Jazz, latin, funk, blues, and many less popular rock groups are being poisoned by music downloading, as they don’t sell many records in the first place. I’d sure like great bands that are just sprouting into the scene to be able to retain their careers, but the overall lack of enthusiasm for legally purchasing music is screwing thousands of artists.

Musicians aren’t even given close to a fair share of their own record sales by recording companies. Say a band signs onto a company that gives the whole band $50,000 to live, eat, sleep, and oh ya, record and produce their album for half a year. The band pumps out the record, as promised, and the recording company then proceeds to market, package and sell the product. The band doesn’t see a dime of the record sales until they have earned back the 50k they borrowed to produce their CD. For a young band just breaking into the scene, this is the death sentence if their music isn’t widely appreciated by a large enough crowd to both pay back the record company and make enough revenue to produce another record.

Now, we go to the other side of the situation. Jimmy DirtyArseholeThief decides to log onto Kazaa and pick up a few tunes. He’s heard about this great new band in his hometown from the paper and decides to check em out. He downloads one song, decides he likes it and downloads the whole album in about 45 minutes. He says to himself, “man, this is good stuff, maybe I’ll go pick up the album later”, but because he’s already burned the whole thing to a CD and is currently strapped for cash because he bought to much weed last weekend, he never gets around to picking up the CD.

Don’t lie. You know that if anyone downloads an entire album, their incentive for going to Bestbuy or their local record store and picking up the CD drops to about 1%. Sure, the pure of heart will download low-quality, trimmed music samples from CDnow.com and then go pick up the record like good non-criminals, but we know that most American teenagers aren’t good citizens. In fact, if Mp3 downloading (stealing music) was acknowledged and enforced as the crime that it is, our jails and juvenile halls would be packed to the brim with millions of lazy, disrespectful kids that just don’t feel like obeying the law anymore.

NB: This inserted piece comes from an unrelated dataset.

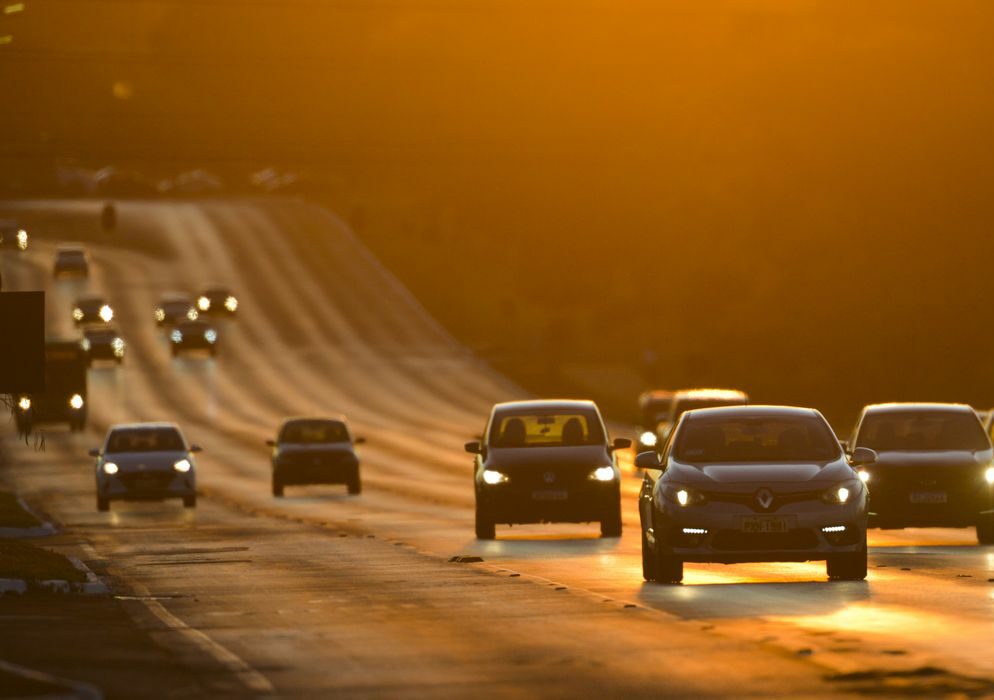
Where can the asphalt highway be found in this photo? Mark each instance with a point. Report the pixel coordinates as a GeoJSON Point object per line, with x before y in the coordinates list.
{"type": "Point", "coordinates": [320, 593]}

Music, like any other material good in this world, has a price tag. Get used to it. See what happens when you go to the mall and decide that you just don’t feel like paying for a shirt and pants that you really like, but don’t have the money for, so you’ll just go ahead and slip out the door and hope nobody sees you. If you could, you’d download that shirt and pants off the internet when you got home, but you can’t do that, now can you?